Narendran and Chandrika would have marked their 25th marriage anniversary last November, while Chandrika would turn a year older on 30 March this year.

Narendran seeks more than just compensation for having lost his wife. He seeks to send a message so that this doesn't happen again.

"We should collectively inflict such a heavy price on the Malaysian government and the airlines that it will make other airlines and countries sit up and take notice, and not take passengers for granted," he says.

Narendran may not be the only one to think that flights have become a risky affair after the three air tragedies last year – MH370, MH17 and AirAsia QZ8501.

Although 2014 was stated as the safest year in civil aviation by the Aviation Safety Network in terms of the fewest number of fatal accidents, the year will have made a nervous flier out of everyone, especially as it closed with the AirAsia QZ8501 crashing into the Java Sea on 28 December.

When news of QZ8501 first emerged, Narendran tried to stay cut off from it.

"I initially tried to shut myself from anything about that news, until the point I could no longer avoid it. And then, when I looked at the difficulties in locating the plane and recovering the bodies, which is still not even halfway through, it just hit me harder that there was a strong possibility that MH370 may never ever be found," he says.

The AirAsia accident and the response and recovery just multiplied the odds of knowing what happened to MH370".

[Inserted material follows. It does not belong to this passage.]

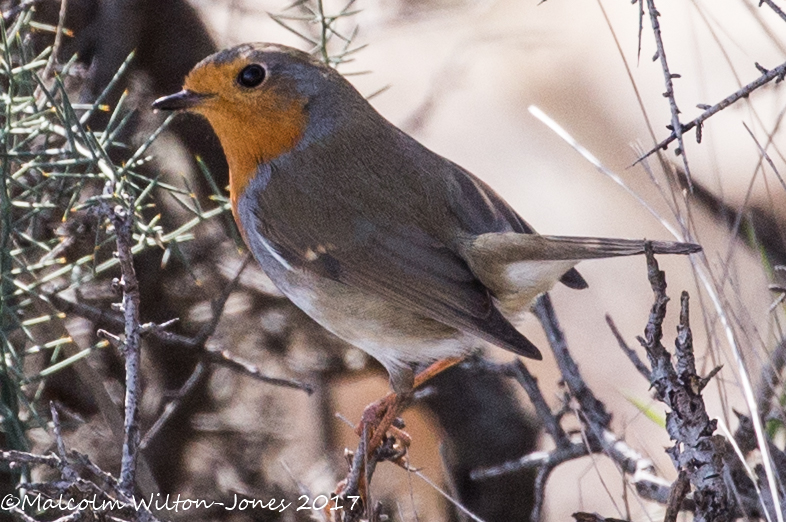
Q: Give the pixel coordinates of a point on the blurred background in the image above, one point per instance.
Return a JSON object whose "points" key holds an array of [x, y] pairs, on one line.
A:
{"points": [[459, 75]]}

But Narendran says the accidents go on to prove a more important point – that assuring passengers of safety is still disregarded by airlines.

"The AirAsia accident just brought back to my mind how helpless we, as passengers, are when we board a flight, surrendering ourselves in the hands of a pilot whose experience is not even known to us," Narendran laments.

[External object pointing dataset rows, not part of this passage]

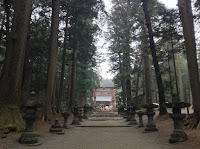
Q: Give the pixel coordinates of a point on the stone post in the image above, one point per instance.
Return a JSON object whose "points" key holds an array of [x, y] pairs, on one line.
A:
{"points": [[56, 128], [140, 114], [178, 134], [30, 137], [86, 110], [76, 114], [132, 116], [128, 118], [150, 113]]}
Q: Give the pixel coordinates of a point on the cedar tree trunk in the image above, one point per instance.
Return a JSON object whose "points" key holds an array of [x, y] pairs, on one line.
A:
{"points": [[190, 44], [53, 54], [163, 110]]}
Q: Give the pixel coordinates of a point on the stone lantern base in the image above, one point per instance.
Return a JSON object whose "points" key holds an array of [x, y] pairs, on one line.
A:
{"points": [[178, 134], [140, 114], [150, 127], [29, 138], [56, 128]]}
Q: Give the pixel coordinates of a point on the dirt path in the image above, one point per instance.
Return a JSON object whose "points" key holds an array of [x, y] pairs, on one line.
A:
{"points": [[101, 138]]}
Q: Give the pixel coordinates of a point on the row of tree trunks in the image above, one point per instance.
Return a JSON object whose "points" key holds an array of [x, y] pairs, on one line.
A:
{"points": [[11, 79]]}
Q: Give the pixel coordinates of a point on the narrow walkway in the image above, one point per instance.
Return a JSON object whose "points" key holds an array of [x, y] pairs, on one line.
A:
{"points": [[101, 131]]}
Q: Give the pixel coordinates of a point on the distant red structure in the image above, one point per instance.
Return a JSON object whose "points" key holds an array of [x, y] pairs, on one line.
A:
{"points": [[104, 96]]}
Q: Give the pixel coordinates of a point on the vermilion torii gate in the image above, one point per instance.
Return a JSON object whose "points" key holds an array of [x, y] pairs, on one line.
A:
{"points": [[105, 92]]}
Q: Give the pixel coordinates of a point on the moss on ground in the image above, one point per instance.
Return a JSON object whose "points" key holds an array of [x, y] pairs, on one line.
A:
{"points": [[10, 118]]}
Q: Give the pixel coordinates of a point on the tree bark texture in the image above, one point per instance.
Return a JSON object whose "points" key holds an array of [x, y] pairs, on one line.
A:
{"points": [[128, 76], [60, 94], [180, 81], [163, 110], [73, 74], [147, 71], [53, 55], [11, 79], [122, 79], [190, 44]]}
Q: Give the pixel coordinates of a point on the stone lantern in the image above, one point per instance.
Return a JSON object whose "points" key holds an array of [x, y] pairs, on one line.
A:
{"points": [[178, 134], [86, 111], [132, 116], [76, 114], [30, 137], [150, 113], [140, 114], [65, 114], [56, 128]]}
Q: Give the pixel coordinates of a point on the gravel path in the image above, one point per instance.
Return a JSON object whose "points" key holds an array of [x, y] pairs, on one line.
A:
{"points": [[99, 138]]}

"It should become mandatory for airlines to regularly  make public improvements in their safety procedures and to inform passengers about the experience profile of their pilots," he suggests.

Today, when Narendran takes a flight, he says he gets hyper-sensitive and anxious, and worries if the plane will reach its destination and if he will come out alive.

But taking a flight is more than just the common bout of anxiety for Narendran.

Every time I am in a flight, I reimagine what would have happened that day when Chandrika was on board MH370."